Metal Album Reviews See All →

  • This is raw, ragged doom metal. If you can get past the low-budget 80’s production, you’ll unearth some of the most emotionally potent, introverted metal of its time. Sabbathian riffs meet Maidenesque twin guitar melodies in unpredictable, twisting arrangements, all of which add up to a bleak sound that not only bludgeons but–if I may be a bit melodramatic–weeps and sobs. That is, on this and other early Trouble albums, the team of guitarists Rick Wartell and Bruce Franklin create a unique throbbing, sobbing metal guitar sound that’s quite magical, shining through despite the dodgy production.
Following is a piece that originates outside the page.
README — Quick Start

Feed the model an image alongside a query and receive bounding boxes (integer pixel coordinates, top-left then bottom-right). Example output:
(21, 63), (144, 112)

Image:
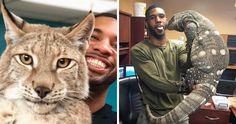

Complementing this guitar sound, vocalist Eric Wagner screeches lyrics that grapple earnestly with questions of faith, sin and the meaning of life, and does so in a way that doesn’t come off as pompous or preachy, but rather self-questioning and heartfelt, as if these existential doubts and questions genuinely torment him.

    This album is not beyond criticism–the progressive arrangements can be needlessly busy and self-indulgent; the over-long “The Wish” may have its moments but kills the album’s momentum as the 3rd song; Wagner’s vocals are sometimes too thin and reverb-drenched (he continued to improve to become a truly distinctive, soulful singer–check out Trouble’s self-titled or the LID side project).

    Regarding this particular release, the slipcase artwork and photos are beautiful. The psychedelic, ominous album cover captures the feel and atmosphere of the music. On the downside, the CD notes suffer typos and, quite annoyingly, the lyrics are printed in ALL CAPS. (Though, it should be added the words are much more effective heard through the music; afterall, the lyrics aren’t exactly subtle literary masterpieces on the page–they’re from the gut, and meant to be heard as such) The extra live DVD is unlistenable and unwatchable, but fun for the hardcore fun who wants a taste of Trouble back in their heyday.

    While I’m at it, I’ll plug their other recent re-issue, Psalm 9, which is more accessible, with catchier songs and riffs and a gloriously heavy guitar tone. I chose this one to review, as its the thorniest, and more difficult to appreciate at first, but deserves its champions.